What was it he was saying now? Something about this time not being an accident?

Lana opened her eyes another millimeter and saw him swinging around a large canister. She heard splashing, and then she felt it, cold and wet, slapping at her thighs. The smell was strong, sweet, with a chemical underlayer. It made her think of Paul. Not his swamp-grass marijuana plants. Something else, something earlier, that time she’d slid into his car outside Beth’s house, that first ride that set this whole investigation into motion.

*

“Paul . . .” Lana groaned.

Beth looked down at her mother, dumbfounded. Was this really the first word Lana was going to say at this moment?

“Paul.” It came out in a strangled croak, almost like Lana was trying to shout.

“Paul’s not here, Ma,” Beth whispered. “We have to do this ourselves.”

Beth tried to shift her mother’s weight off her lap. Her careful movements were rewarded with another groan, which drew Martin’s attention, and the gun, in their direction.

“She’s going to be okay!” Beth said nervously.

“I don’t think so,” Martin said. He shook out the last drops of gasoline onto Lana’s shoes.

“Martin. Don’t do this.” Diana rose slowly to her feet, her hands up, her voice low and desperate.

“It’s a shame you came out here, Di. While I was washing up from dinner. That the gasoline spilled. And these old bird bombs”—he looked almost lovingly at the strange gun—“they can be so unreliable. It can all blow up so quickly. You shoulda seen the damage the one I set up behind the land trust did . . .” He looked down at Lana. “Oh, wait. She saw it.”

He let out a spasm of laughter that died as soon as it had started.

“Don’t laugh at her,” Jack said.
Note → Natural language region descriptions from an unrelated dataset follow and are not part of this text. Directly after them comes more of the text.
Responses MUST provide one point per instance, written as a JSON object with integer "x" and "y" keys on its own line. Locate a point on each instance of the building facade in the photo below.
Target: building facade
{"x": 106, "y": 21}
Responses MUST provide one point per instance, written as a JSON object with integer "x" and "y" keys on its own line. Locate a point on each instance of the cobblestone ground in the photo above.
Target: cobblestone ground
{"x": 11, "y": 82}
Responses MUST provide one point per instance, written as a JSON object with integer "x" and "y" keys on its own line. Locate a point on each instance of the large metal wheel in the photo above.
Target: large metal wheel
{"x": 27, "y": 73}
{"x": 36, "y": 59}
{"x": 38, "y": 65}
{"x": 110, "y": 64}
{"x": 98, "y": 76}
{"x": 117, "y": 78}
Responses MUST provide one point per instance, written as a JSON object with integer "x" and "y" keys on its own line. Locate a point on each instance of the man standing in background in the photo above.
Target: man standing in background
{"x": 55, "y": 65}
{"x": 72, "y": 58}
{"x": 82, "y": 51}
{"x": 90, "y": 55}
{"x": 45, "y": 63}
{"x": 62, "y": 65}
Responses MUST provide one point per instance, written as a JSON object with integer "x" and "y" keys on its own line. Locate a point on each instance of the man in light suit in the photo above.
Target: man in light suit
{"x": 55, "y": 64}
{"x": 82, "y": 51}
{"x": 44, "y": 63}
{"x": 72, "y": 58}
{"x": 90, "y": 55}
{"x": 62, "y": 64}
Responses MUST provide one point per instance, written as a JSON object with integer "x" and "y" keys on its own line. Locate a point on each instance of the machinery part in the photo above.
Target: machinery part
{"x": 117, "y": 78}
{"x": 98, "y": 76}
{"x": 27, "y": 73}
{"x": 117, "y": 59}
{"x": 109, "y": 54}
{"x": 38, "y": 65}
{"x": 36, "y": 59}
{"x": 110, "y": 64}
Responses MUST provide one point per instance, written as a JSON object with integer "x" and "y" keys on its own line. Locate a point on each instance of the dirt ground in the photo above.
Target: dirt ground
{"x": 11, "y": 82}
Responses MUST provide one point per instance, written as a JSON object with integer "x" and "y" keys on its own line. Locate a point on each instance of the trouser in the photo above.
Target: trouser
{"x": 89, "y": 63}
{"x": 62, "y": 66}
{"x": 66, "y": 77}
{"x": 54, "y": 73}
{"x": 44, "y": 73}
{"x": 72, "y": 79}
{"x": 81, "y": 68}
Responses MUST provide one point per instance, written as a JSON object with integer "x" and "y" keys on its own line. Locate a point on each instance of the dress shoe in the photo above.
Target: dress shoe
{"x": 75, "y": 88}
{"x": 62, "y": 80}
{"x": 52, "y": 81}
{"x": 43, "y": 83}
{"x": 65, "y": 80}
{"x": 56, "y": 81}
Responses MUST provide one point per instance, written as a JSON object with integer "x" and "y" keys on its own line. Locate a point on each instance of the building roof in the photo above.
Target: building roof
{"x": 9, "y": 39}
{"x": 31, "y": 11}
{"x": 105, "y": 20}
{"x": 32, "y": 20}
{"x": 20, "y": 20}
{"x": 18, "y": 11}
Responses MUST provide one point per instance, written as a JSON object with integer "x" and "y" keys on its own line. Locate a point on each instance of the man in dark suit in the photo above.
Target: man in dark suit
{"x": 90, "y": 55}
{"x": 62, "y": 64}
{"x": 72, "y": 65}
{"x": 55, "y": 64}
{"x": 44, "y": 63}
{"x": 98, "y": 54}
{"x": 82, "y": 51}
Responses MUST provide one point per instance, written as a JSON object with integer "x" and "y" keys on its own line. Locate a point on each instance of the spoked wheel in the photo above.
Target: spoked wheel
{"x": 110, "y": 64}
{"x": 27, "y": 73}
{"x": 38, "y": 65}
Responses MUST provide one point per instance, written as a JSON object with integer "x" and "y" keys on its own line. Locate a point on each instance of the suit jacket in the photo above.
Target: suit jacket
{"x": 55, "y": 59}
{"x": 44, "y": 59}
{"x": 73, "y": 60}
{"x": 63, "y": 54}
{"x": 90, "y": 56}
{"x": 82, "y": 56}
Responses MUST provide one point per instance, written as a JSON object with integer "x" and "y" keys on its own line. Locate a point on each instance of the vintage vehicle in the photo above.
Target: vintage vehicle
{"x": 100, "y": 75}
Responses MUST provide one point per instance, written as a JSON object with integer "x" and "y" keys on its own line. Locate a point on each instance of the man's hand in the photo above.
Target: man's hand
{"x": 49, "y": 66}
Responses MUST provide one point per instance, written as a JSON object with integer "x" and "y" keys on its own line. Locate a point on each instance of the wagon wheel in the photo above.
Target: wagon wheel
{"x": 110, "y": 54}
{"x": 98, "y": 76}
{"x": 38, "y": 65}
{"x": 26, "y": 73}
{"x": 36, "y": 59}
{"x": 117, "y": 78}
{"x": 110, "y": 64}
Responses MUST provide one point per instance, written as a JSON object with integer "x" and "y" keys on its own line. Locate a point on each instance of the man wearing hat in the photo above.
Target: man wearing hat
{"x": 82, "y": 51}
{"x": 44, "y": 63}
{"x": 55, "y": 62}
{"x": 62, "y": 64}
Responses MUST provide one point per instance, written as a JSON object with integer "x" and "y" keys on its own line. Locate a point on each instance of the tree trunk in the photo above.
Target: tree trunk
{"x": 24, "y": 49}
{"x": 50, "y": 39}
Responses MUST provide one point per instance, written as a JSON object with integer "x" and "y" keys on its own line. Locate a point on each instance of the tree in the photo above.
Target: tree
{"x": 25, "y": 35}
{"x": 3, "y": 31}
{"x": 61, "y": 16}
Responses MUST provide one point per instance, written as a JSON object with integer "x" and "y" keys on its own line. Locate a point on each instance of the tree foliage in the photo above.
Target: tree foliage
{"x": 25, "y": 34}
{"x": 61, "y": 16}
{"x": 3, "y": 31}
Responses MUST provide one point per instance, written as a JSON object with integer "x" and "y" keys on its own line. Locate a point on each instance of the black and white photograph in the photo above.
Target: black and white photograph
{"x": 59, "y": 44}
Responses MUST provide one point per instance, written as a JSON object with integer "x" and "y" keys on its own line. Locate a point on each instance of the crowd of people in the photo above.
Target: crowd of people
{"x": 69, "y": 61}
She was still in the shadowed corner, clutching her knee.

Beth had to keep him from turning in Jack’s direction. “This isn’t who you are, Martin,” she called out. “Not really.”

“You think you know me? You don’t.” He practically spat the words at her. “You don’t know what I’m capable of. None of you do.” He rotated slowly toward his sister, holding the gun level. “Not even you.”